Bom Sucesso de Itararé is a municipality in the Brazilian state of São Paulo. Its population in 2020 was 3,984 and its area is 133.578 km2. It is located at an elevation of 950 m.

==History==
The municipality of Bom Sucesso de Itararé was established in 1991, when it was separated from Itararé.

==Geography==
Bom Sucesso de Itararé is located in the southern-subtropical part of Brazil, at 24 degrees, 19 minutes, 4 second south, and 49 degrees, 8 minutes, 38 seconds west, at an altitude of 950 m, in the internal part of the State of São Paulo. It covers an area of 133.578 km2.

- Rivers
- Itararé River
- Verde River
- Pirituba River

== Demographics ==

- 2000 Census figures
Total population: 3,231
- Urban: 1,954
- Rural: 1,277
- Men: 1,669
- Women: 1,562
Density (inhabitants/km^{2}): 24.26

Infant mortality up to 1 year old (per thousand): 29.51

Life expectancy (years): 65.20

Fertility rate (children per woman): 3.40

Literacy rate: 85.82%

Human Development Index (HDI): 0.693
- Income: 0.603
- Longevity: 0.670
- Education: 0,805

==Government==

- Mayor: Dirceu Pacheco de Oliveira (PSDB) (2009–2012)

==Economy==
The economy of Bom Sucesso de Itararé is based on ranching and mining industry. Its first mine opened in 1949.

==Transport==
The first road linked Bom Sucesso to Itararé.

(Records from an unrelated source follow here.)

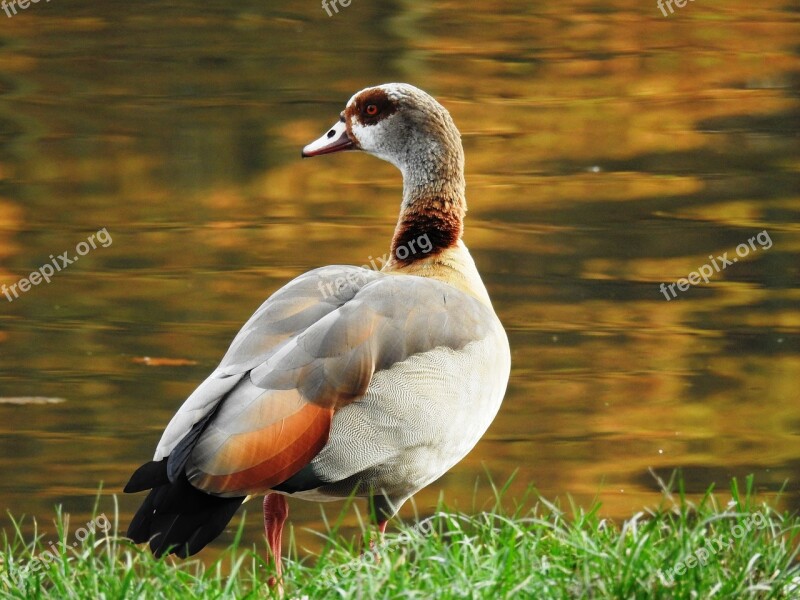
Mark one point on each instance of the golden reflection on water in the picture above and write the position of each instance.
(609, 149)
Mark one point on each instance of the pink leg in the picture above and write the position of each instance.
(276, 509)
(382, 529)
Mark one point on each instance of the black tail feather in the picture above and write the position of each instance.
(176, 517)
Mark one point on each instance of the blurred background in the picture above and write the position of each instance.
(609, 149)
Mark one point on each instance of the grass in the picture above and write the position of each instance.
(535, 550)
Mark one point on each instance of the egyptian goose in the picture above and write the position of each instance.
(346, 380)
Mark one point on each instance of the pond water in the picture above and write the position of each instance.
(610, 149)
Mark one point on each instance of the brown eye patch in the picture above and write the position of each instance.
(374, 105)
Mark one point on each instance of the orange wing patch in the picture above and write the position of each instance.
(283, 448)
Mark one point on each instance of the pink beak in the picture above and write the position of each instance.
(335, 140)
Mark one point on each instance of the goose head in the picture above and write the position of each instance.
(405, 126)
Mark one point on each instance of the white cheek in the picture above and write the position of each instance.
(374, 139)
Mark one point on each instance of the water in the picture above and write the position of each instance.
(609, 150)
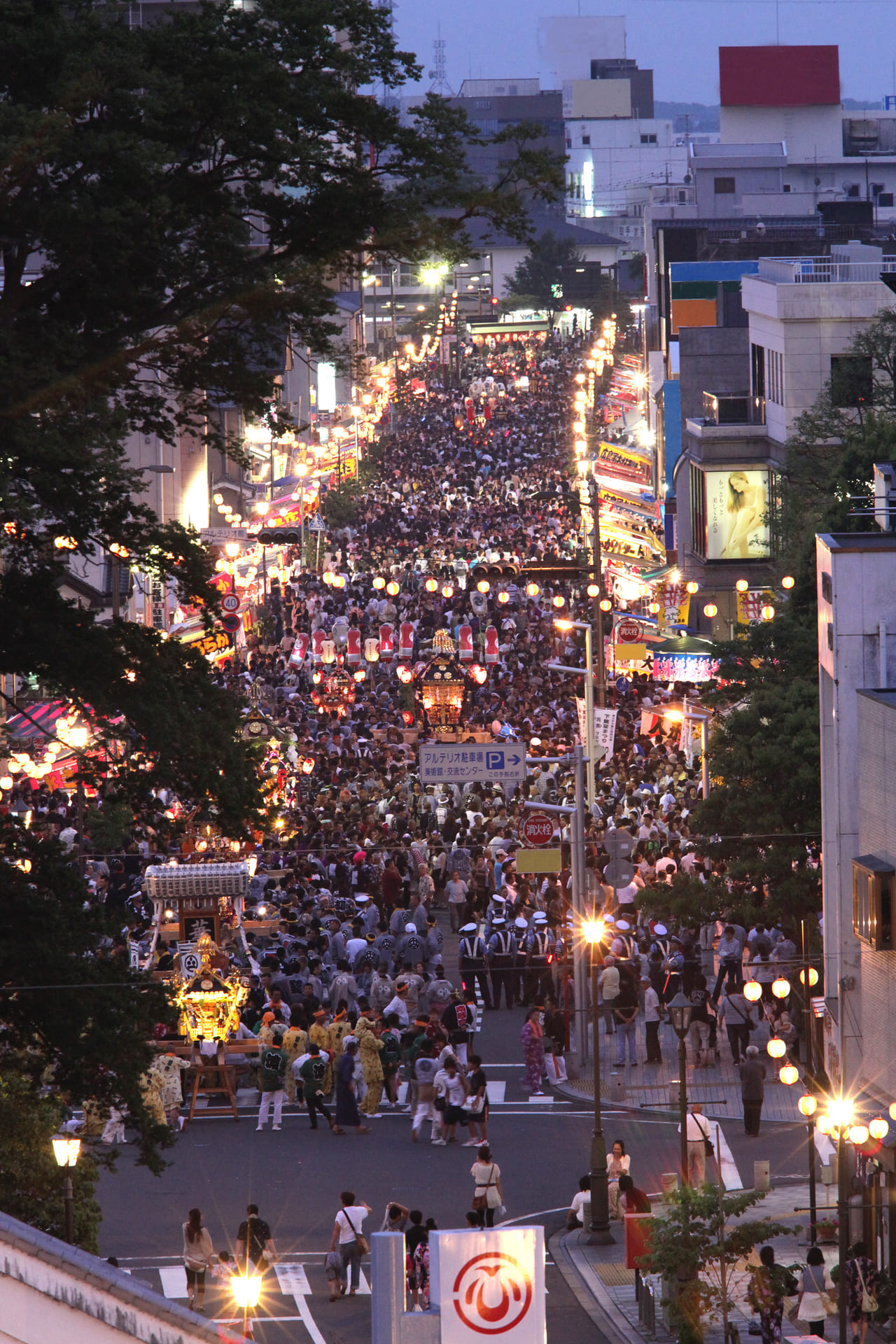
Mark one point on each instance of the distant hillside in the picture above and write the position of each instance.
(694, 118)
(688, 116)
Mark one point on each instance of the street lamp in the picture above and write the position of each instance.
(66, 1152)
(246, 1289)
(680, 1009)
(599, 1230)
(589, 701)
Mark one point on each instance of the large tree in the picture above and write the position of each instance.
(539, 277)
(175, 200)
(764, 750)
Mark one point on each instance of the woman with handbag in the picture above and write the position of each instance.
(198, 1257)
(816, 1294)
(486, 1194)
(477, 1104)
(349, 1241)
(860, 1281)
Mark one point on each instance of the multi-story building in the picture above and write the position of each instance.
(496, 105)
(856, 589)
(802, 315)
(786, 144)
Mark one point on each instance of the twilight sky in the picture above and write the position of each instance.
(678, 38)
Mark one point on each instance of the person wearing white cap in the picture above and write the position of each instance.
(500, 953)
(470, 958)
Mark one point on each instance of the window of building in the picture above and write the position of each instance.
(776, 377)
(758, 370)
(852, 379)
(874, 902)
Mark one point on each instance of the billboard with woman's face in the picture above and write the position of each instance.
(738, 515)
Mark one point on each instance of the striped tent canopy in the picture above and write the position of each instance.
(41, 717)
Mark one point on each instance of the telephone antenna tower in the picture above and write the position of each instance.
(438, 74)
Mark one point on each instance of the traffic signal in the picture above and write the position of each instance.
(279, 537)
(500, 571)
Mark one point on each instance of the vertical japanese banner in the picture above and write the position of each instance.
(675, 604)
(605, 730)
(750, 605)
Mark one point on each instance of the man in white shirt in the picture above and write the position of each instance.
(652, 1021)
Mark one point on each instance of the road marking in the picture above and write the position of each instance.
(174, 1280)
(293, 1280)
(308, 1320)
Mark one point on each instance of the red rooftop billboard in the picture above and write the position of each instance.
(778, 77)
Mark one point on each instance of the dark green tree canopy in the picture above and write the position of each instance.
(176, 200)
(540, 274)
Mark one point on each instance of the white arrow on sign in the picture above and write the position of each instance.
(464, 762)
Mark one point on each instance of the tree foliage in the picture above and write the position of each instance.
(30, 1179)
(699, 1247)
(539, 277)
(74, 1015)
(178, 198)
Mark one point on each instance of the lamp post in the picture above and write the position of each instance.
(76, 737)
(66, 1152)
(246, 1289)
(839, 1126)
(680, 1009)
(589, 701)
(599, 1230)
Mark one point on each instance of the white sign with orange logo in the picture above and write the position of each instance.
(489, 1285)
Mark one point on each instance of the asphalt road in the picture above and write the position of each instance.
(296, 1177)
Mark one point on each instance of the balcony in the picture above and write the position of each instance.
(822, 270)
(720, 409)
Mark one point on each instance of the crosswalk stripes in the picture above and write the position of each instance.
(293, 1280)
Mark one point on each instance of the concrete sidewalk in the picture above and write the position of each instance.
(606, 1289)
(654, 1086)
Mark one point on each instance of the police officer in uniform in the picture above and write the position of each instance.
(470, 960)
(539, 948)
(500, 953)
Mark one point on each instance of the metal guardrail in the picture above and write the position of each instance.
(821, 270)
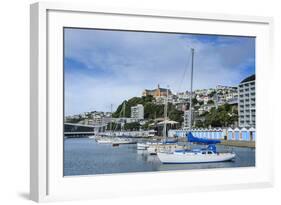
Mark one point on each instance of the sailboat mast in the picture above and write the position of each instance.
(165, 114)
(191, 84)
(110, 118)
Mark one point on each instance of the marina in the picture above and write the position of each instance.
(84, 156)
(167, 128)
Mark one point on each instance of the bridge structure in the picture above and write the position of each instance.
(82, 129)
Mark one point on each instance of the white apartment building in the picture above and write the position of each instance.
(247, 102)
(137, 112)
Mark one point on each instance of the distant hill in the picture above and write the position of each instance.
(151, 109)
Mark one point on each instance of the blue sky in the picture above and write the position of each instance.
(105, 67)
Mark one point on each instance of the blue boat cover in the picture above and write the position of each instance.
(191, 138)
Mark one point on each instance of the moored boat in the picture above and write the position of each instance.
(194, 156)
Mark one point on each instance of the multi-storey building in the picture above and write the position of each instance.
(137, 112)
(247, 102)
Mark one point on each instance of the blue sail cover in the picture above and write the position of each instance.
(191, 138)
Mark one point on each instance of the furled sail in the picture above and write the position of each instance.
(191, 138)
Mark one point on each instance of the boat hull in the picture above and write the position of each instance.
(191, 158)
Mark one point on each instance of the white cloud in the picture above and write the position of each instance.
(137, 60)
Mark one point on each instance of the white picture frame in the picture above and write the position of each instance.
(46, 179)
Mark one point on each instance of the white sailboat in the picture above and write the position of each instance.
(200, 156)
(206, 155)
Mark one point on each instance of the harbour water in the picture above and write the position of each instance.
(83, 156)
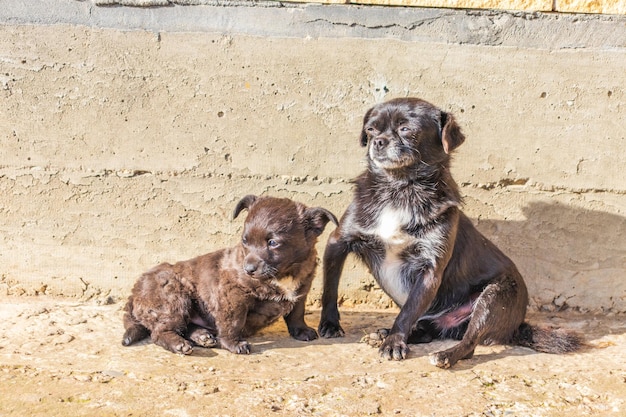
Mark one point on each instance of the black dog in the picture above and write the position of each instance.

A second road was opened in 1948 and linked it to Itapeva.
- SP-258 state highway

== Media ==
In telecommunications, the city was served by Telecomunicações de São Paulo. In July 1998, this company was acquired by Telefónica, which adopted the Vivo brand in 2012. The company is currently an operator of cell phones, fixed lines, internet (fiber optics/4G) and television (satellite and cable).